The table shows key baseline characteristics of the total sample and of each cerebrospinal fluid (CSF) amyloid (A) and tau (T) profile. “+”: positive status; “-“: negative status; MMSE: Mini-Mental State Examination; APOE ε4: Apolipoprotein E ε4. Values represent mean (SD) for continuous variables or participant number (%) for dichotomous variables. MMSE score was available for 294 participants. Z-scores for CSF Aβ₄₂ or Aβ_42/40 and p-tau181 were computed using a reference population with low amyloid levels on PET (CL < 12), normal MMSE (>27), normal CDR (CDR global = 0), age ≤70, and without APOE ε4 carriership. Variables were compared across the AT profiles using ANOVA for continuous variables and chi-square for categorical variables. When the overall difference between profiles was significant, post-hoc testing between groups was conducted with t-tests for continuous variables and pairwise proportion test for categorical variables. Superscript letters (a-d) indicate significant (p < 0.05) unadjusted group differences compared to: a) A-T-, b) A-T+, c) A+T-, d) A+T+.

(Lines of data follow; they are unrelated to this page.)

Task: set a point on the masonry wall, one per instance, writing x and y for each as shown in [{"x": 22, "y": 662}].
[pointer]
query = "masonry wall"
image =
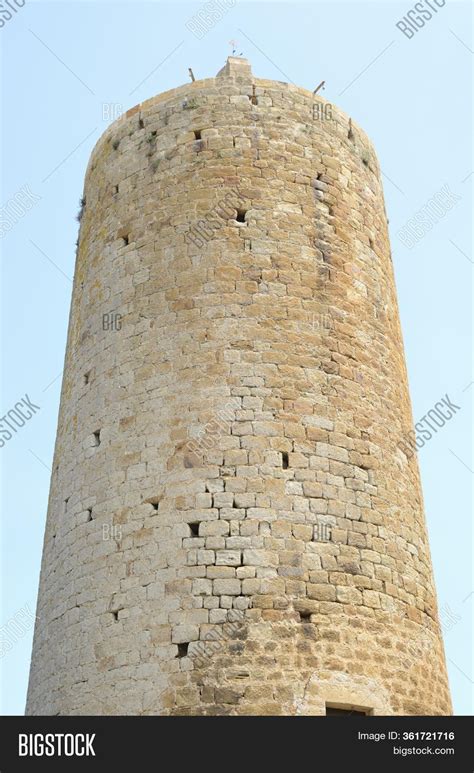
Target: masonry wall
[{"x": 232, "y": 528}]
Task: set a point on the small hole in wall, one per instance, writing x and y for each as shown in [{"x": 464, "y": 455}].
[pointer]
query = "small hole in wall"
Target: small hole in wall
[{"x": 182, "y": 649}]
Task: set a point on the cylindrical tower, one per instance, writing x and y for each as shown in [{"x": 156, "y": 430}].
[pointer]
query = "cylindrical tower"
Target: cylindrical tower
[{"x": 233, "y": 527}]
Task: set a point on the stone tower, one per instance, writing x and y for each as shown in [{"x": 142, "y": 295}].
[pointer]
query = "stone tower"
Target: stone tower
[{"x": 232, "y": 526}]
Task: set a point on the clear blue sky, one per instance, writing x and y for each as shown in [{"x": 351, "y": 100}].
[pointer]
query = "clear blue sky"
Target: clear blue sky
[{"x": 61, "y": 62}]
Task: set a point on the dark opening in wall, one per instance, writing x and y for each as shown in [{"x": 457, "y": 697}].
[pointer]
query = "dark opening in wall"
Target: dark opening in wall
[
  {"x": 347, "y": 711},
  {"x": 182, "y": 650}
]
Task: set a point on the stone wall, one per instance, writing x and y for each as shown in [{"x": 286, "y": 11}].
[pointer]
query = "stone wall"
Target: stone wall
[{"x": 232, "y": 528}]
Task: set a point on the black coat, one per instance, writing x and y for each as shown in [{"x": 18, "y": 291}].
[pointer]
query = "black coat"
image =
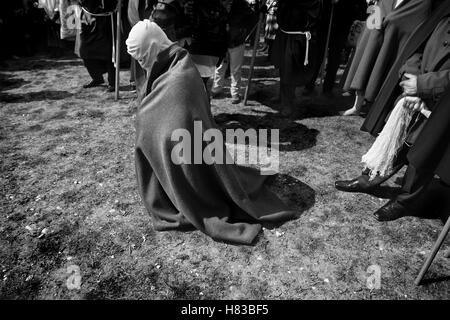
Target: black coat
[
  {"x": 377, "y": 49},
  {"x": 431, "y": 151},
  {"x": 390, "y": 90},
  {"x": 289, "y": 50}
]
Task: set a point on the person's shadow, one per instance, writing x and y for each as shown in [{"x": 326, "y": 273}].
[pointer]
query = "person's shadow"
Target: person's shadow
[{"x": 292, "y": 136}]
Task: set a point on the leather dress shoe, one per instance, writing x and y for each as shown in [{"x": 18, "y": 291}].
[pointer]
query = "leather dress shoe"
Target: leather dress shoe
[
  {"x": 390, "y": 211},
  {"x": 360, "y": 184},
  {"x": 93, "y": 83}
]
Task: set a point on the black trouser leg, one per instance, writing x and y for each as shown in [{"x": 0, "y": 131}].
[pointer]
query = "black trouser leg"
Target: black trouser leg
[
  {"x": 413, "y": 188},
  {"x": 338, "y": 37},
  {"x": 287, "y": 96},
  {"x": 399, "y": 161},
  {"x": 95, "y": 68},
  {"x": 425, "y": 196},
  {"x": 111, "y": 73},
  {"x": 205, "y": 83}
]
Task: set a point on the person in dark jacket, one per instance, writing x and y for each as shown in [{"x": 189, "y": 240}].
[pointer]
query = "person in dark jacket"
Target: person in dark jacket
[
  {"x": 208, "y": 42},
  {"x": 295, "y": 51},
  {"x": 97, "y": 41},
  {"x": 424, "y": 77},
  {"x": 426, "y": 187},
  {"x": 241, "y": 19},
  {"x": 380, "y": 45}
]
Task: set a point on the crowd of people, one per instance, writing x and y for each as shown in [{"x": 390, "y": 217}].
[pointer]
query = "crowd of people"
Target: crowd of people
[{"x": 398, "y": 72}]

Cortical amyloid deposition on PET by CSF AT profiles

Baseline deposition and longitudinal change in global cortical amyloid on PET by CSF AT profiles are shown in Table 2 and Figure 1. Baseline global cortical amyloid deposition levels were different between all CSF AT groups. Levels were lowest in A-T- (M = 5.1 [2.8,7.3]; p = 0.039 compared to A-T+; p < 0.001 compared to A+T- and to A+T+), higher in A-T+ (M = 9.4 [5.9,12.9], p < 0.001 compared to A+T-), followed by A+T- (M = 20.0 [16.2,23.8], p < 0.001 compared to A+T+), and highest in A+T+ (M = 47.8 [42.6,53.0]).

Figure 1.

Longitudinal change in cortical amyloid deposition by CSF AT group. The graph shows the predicted relationship between baseline CSF AT profiles and longitudinal amyloid deposition in the global cortical region measured in Centiloids. Lines are linear mixed modelling slopes, with shades depicting the 95% confidence intervals. A+: abnormal amyloid; A-: normal amyloid; T+: abnormal tau; T-: normal tau, in cerebrospinal fluid (CSF) at baseline.

Table 2.

Baseline and longitudinal change in global cortical amyloid deposition by CSF AT group.

	A-T-	A-T+	A+T-	A+T+
N	169	69	59	32
Baseline	5.1 (2.8, 7.3) ^b,c,d	9.4 (5.9, 12.9) ^a,c,d	20.0 (16.2, 23.8) ^a,b,d	47.8 (42.6, 53.0) ^a,b,c
Slope	0.1 (−0.3, 0.5) ^c,d	0.8 (0.2, 1.4) ^c,d	2.8 (2.2, 3.6) ^a,b	3.6 (2.7, 4.5) ^a,b

Longitudinally, A+T+, A+T-, and A-T+ showed an increase in cortical amyloid deposition (A+T+ β = 3.6 [2.7,4.5], p < 0.001; A+T- β = 2.9 [2.2,3.6], p < 0.001; A-T+ β = 0.8 [0.2–1.4], p = 0.006), whereas A-T- did not display any change (β = 0.1 [-0.3,0.5], p = 0.661). Abnormal-amyloid groups (A+T+, A+T-) showed greater increases in longitudinal amyloid deposition than normal-amyloid groups (A-T+, A-T-), irrespective of tau status (A+T+ versus A-T+ β = 2.8 [1.8,3.8], p < 0.001; A+T+ versus A-T- β = 3.5 [2.5,4.5], p < 0.001; A+T- versus A-T+ β = 2.1 [1.2,3.0], p < 0.001; A+T- versus A-T- β = 2.8 [2.0,3.6], p < 0.001). No differences in longitudinal amyloid deposition were observed among abnormal-amyloid groups (A+T+ versus A+T- β = 0.7 [-0.4,1.8], p = 0.212), or among normal-amyloid groups (A-T+ versus A-T- β = 0.7 [0.0,1.4], p = 0.046). Non-covariate adjusted estimates are reported in Supplemental Table 4.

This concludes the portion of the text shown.